State Dept now inserting Obama hosannas in "Fact Sheets"?

First, hosannas to Barack Obama began appearing in the presidential biographies of his predecessors on the official White House website.  Now, Heritage Foundation’s Amy Payne has discovered that the State Department has begun inserting hosannas to the boss in their new “Fact Sheets” of countries around the world.  Is the Obama administration attempting to build a cult of personality, or just create the jobs necessary to clean up official government websites of his electioneering after January?

Inserting himself into the biographies of past presidents on the White House website apparently wasn’t enough for President Obama. His State Department is now editing its descriptions of foreign countries into yet another taxpayer-subsidized campaign commercial for the Obama Administration.

The State Department has recently ended its long-running series of Background Notes, which were analytical, objective histories of other countries. In their place, new “Fact Sheets” now tout Obama’s policies and actions toward each nation. No more historical context, no recounting of complex and long-standing issues in the country. Just cut to the chase—that is, the time when the current Administration came to power.

Heritage’s Jim Roberts, one of the editors of Heritage’s Index of Economic Freedom, was struck by the disproportionate change in emphasis while doing some research recently.  Roberts, who worked at the State Department from 1982 to 2007 and used to write these country profiles, said he had never seen edits like these under either previous Republican or Democratic Administrations.

The Dear Leader approach is bad enough — but State also seems to be using the spin sheets to punish nations that don’t agree with Obama’s policies:

Roberts noted that “They seem to be not ‘fact sheets’ but brag sheets,” adding that the edits appear to treat countries more favorably when the Obama Administration agrees with their leaders.

Isn’t this something we’d expect to see from Pyongyang rather than Washington DC?

Roberts analyzes the changes for Brazil between the Bush-era Background Notes and the new Obama-centric Fact Sheets:

Compare the nearly 1,200-word “Fact Sheet” published this week by the U.S. embassy in Brazil with the last Background Note on Brazil written during the George W. Bush Administration.

The 4,100-word Bush document, chock full of facts and figures helpful in analyzing the country and its importance to the U.S., never once mentions the name of any U.S. President. The 300-word section on U.S.–Brazil relations takes up about 7 percent of the document.

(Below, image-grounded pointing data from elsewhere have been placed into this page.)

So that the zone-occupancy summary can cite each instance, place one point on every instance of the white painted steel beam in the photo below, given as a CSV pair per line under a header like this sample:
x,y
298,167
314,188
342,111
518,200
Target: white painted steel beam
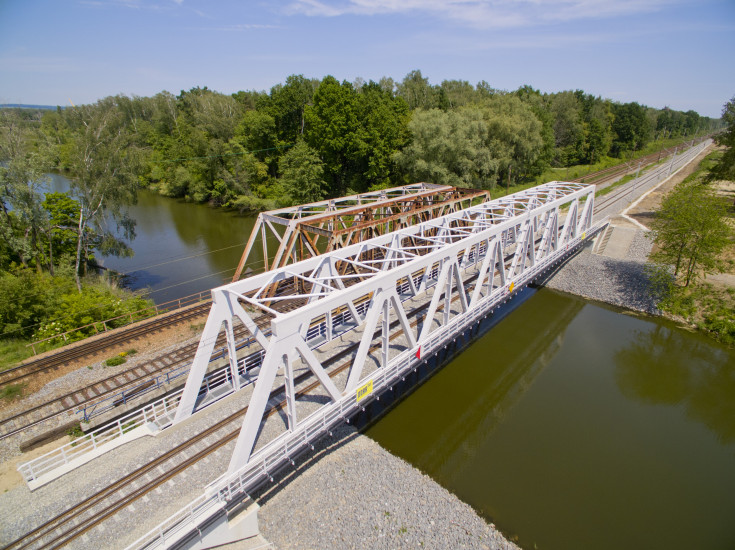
x,y
463,265
500,239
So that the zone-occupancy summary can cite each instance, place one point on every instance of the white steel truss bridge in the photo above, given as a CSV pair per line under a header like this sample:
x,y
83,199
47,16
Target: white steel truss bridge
x,y
361,301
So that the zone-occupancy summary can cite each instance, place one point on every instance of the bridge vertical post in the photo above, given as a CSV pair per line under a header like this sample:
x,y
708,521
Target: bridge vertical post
x,y
232,351
290,392
386,332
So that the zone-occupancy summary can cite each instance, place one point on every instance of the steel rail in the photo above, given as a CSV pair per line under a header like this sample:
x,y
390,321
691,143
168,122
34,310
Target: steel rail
x,y
26,370
71,514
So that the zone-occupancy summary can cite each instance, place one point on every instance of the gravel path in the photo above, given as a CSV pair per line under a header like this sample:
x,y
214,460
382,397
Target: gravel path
x,y
622,283
352,493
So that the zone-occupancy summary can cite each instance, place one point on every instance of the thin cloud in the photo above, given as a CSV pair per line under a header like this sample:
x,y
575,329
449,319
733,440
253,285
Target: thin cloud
x,y
482,13
238,27
36,64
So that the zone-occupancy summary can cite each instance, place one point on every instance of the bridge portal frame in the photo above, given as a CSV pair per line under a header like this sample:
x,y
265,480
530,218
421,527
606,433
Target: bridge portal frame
x,y
508,243
309,229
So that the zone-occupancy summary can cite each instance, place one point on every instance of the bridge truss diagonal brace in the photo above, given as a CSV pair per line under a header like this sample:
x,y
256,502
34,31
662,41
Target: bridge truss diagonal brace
x,y
381,304
449,277
224,308
280,354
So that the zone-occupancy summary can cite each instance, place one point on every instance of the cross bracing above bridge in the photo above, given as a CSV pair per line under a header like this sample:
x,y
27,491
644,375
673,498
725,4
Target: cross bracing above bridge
x,y
308,230
386,304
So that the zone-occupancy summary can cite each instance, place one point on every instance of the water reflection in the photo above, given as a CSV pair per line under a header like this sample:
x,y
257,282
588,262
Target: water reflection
x,y
664,365
180,248
574,426
504,363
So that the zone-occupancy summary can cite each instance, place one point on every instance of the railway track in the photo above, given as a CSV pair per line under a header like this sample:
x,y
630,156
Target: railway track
x,y
612,173
619,194
55,361
97,508
105,503
115,384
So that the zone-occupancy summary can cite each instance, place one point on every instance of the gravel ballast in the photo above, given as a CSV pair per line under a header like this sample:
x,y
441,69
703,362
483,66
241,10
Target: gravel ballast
x,y
623,283
352,493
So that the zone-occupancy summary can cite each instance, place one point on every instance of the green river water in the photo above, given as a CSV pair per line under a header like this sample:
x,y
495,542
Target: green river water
x,y
575,426
568,425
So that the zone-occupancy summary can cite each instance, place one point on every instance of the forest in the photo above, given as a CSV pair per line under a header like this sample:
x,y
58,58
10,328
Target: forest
x,y
303,140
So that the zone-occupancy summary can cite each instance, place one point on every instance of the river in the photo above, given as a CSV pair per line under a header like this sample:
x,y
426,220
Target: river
x,y
569,425
573,426
180,247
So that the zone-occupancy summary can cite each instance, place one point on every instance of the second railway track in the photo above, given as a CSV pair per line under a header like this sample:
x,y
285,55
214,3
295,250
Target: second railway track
x,y
56,360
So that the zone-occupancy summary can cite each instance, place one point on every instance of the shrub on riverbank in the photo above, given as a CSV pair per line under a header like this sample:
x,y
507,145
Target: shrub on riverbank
x,y
35,306
708,308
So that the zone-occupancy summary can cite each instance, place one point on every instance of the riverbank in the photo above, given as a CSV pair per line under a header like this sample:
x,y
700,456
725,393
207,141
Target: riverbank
x,y
352,493
619,281
612,268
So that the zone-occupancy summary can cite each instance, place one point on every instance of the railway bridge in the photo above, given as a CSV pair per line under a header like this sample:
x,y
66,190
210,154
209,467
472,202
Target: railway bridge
x,y
387,304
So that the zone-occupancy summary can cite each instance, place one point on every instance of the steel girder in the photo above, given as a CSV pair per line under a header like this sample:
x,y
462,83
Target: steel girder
x,y
467,263
498,241
310,229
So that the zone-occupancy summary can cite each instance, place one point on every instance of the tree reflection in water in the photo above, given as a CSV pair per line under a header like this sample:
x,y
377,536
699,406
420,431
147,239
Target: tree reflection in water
x,y
666,366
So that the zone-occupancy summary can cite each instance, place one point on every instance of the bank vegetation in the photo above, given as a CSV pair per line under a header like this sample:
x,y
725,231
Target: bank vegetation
x,y
693,269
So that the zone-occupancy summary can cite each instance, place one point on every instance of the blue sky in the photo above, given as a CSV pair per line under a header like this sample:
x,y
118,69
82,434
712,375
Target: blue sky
x,y
676,53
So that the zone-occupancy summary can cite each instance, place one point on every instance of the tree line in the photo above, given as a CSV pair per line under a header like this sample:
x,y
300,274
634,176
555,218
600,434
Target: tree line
x,y
308,139
303,140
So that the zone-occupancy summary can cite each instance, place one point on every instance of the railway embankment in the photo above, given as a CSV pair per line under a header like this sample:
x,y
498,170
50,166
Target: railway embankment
x,y
612,268
618,278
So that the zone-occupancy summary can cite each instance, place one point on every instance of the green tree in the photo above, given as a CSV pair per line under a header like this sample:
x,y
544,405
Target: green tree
x,y
63,214
417,91
630,127
287,105
449,148
332,125
22,176
514,137
568,128
725,168
102,165
691,231
302,174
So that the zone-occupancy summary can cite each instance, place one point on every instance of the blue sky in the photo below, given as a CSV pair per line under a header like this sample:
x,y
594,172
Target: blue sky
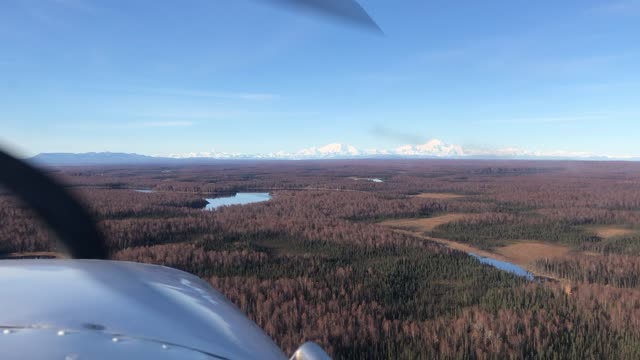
x,y
169,77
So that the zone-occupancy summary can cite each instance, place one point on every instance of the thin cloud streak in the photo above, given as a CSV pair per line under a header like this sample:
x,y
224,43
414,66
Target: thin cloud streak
x,y
156,124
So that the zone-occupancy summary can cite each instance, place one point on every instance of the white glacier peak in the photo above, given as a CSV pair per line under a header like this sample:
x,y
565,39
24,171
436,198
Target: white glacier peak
x,y
433,148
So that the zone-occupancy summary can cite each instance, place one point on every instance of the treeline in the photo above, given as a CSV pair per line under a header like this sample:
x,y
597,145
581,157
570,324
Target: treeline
x,y
615,270
310,264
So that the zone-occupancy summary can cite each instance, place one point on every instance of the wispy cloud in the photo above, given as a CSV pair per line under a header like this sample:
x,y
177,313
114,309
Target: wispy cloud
x,y
622,7
250,96
396,136
154,124
539,120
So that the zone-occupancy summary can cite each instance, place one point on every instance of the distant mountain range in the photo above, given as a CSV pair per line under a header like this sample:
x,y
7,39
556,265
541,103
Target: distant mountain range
x,y
432,149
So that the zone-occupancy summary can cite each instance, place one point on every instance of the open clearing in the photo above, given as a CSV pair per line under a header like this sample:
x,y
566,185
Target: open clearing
x,y
439,196
525,252
422,224
608,232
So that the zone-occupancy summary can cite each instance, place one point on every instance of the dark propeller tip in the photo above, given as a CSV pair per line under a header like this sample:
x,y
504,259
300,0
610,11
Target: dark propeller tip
x,y
58,208
348,11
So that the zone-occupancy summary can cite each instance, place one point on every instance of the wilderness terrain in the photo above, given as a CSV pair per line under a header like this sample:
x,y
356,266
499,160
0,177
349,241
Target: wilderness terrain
x,y
379,269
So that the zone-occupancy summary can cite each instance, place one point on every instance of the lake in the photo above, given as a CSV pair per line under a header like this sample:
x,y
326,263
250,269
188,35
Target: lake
x,y
237,199
503,265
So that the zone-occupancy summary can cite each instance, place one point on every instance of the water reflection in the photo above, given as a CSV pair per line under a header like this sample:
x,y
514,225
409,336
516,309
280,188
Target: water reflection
x,y
237,199
503,265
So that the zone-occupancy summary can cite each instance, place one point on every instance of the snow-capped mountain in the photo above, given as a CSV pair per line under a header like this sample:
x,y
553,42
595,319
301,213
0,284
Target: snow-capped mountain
x,y
433,148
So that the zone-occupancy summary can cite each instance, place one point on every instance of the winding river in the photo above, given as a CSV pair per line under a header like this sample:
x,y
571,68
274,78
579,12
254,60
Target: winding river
x,y
241,198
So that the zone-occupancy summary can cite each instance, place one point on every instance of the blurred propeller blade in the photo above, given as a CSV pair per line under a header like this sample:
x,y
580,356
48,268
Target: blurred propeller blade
x,y
347,10
57,207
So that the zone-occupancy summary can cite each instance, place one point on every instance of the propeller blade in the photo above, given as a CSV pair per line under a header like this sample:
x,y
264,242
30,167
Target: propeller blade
x,y
56,206
347,10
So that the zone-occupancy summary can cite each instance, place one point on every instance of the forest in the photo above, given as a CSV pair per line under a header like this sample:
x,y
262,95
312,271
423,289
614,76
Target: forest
x,y
317,262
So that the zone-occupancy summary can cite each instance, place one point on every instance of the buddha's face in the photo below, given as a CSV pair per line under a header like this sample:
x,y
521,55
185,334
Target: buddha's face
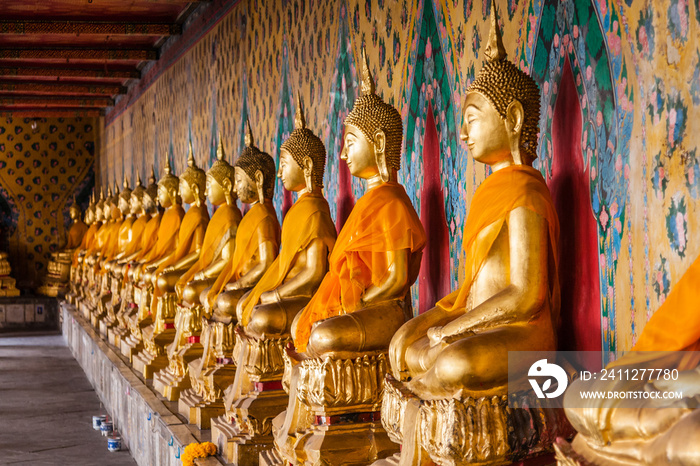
x,y
215,192
135,205
484,131
245,187
359,154
186,192
124,205
290,172
164,197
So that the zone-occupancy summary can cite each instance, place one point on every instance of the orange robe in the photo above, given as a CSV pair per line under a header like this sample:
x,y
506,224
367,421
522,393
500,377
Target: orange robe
x,y
222,227
383,220
149,236
137,229
75,234
259,225
190,239
502,192
675,326
310,212
167,234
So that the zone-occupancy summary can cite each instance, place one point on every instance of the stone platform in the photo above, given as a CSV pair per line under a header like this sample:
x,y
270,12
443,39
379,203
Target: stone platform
x,y
149,425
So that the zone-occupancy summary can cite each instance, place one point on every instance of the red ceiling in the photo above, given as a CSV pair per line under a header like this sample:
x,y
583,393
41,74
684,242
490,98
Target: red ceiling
x,y
62,54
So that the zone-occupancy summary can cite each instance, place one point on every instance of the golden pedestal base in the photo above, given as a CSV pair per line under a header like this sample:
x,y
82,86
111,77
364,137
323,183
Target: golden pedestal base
x,y
334,412
469,431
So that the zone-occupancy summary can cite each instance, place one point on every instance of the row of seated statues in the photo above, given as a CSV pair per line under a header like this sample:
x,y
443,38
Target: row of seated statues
x,y
297,345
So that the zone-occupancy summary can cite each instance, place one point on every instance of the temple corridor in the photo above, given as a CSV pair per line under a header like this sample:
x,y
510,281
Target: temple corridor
x,y
46,406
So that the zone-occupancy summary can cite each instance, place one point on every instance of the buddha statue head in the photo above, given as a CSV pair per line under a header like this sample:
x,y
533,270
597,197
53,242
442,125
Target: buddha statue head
x,y
74,211
373,133
168,187
124,201
99,207
501,109
150,196
302,156
192,181
220,179
254,173
136,201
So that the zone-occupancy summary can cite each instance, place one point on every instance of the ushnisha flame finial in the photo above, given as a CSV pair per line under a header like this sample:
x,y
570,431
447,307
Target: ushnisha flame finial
x,y
367,86
220,153
299,120
494,47
190,157
249,141
168,169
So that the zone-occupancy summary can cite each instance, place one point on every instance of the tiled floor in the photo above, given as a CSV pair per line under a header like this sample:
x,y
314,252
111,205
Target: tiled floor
x,y
46,407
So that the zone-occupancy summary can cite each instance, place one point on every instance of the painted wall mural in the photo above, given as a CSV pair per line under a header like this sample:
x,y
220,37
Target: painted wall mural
x,y
41,169
619,123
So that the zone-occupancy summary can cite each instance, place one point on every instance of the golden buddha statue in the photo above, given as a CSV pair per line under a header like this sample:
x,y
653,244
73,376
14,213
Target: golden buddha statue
x,y
256,246
456,355
128,332
217,249
141,272
265,314
638,430
189,245
59,266
342,335
121,228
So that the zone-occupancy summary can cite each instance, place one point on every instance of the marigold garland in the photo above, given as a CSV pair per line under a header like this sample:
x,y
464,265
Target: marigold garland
x,y
197,450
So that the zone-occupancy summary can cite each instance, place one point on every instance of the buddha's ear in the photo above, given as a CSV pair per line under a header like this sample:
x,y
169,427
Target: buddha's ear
x,y
515,116
308,165
260,185
380,154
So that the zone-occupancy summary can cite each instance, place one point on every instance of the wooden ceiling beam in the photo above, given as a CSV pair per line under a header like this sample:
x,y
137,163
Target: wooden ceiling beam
x,y
59,87
82,28
50,112
55,101
69,72
77,54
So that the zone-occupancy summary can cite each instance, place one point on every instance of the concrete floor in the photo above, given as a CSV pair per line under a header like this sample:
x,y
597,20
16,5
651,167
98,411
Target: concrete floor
x,y
46,406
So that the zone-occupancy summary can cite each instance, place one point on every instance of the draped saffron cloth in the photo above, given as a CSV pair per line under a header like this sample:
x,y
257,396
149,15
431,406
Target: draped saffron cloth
x,y
222,227
137,229
502,192
76,234
149,237
167,234
308,219
258,226
383,220
190,239
675,326
87,242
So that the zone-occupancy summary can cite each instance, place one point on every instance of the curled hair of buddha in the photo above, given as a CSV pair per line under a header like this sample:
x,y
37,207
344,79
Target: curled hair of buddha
x,y
501,82
168,180
302,142
139,190
126,191
193,175
253,159
221,170
370,113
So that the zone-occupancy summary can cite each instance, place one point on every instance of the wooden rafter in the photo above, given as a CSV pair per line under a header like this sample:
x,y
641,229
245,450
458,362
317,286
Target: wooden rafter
x,y
69,72
54,101
89,28
77,54
58,88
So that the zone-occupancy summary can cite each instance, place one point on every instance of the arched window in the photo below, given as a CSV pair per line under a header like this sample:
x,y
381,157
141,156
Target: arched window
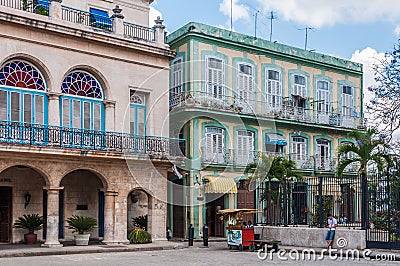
x,y
81,103
22,93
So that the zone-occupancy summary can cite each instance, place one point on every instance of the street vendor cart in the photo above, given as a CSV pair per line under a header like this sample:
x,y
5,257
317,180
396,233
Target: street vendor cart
x,y
238,235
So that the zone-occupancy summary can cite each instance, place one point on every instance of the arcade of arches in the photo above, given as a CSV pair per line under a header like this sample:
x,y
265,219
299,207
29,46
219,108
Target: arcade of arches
x,y
60,188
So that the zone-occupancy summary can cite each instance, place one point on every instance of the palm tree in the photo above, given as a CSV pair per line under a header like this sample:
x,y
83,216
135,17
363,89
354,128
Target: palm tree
x,y
272,170
367,149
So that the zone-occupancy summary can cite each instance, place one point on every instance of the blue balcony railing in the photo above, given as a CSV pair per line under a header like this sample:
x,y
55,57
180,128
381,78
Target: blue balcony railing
x,y
62,137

Conversely, fully 70 percent (830 words) of the Brazil Fact Sheet, which is focused exclusively on U.S. relations with Brazil, discusses President Obama either directly by name (twice!) or in the context of the plethora of programs his Administration has launched with Brazil, including a shared “commitment to combat discrimination based on race, gender, ethnicity, or lesbian, gay, bisexual, and transgender (LGBT) status; to advance gender equality; a bilateral instrument that targets racism; support for HIV/AIDS prevention, promotion of clean energy technologies in Brazil, and mitigation of climate change.”

Payne concludes:

American officeholders are supposed to take great pains to separate their campaigns from their official duties. Using taxpayer resources to blatantly promote the president’s positions on foreign policy—and even editing the historical record—is an egregious abuse of power.

Absolutely true — and it’s also a measure of the insecurity of the President and his staff.  They’re busy trying to manipulate government records to secure his legacy, when it’s the manipulation that will speak loudest to historians of the era.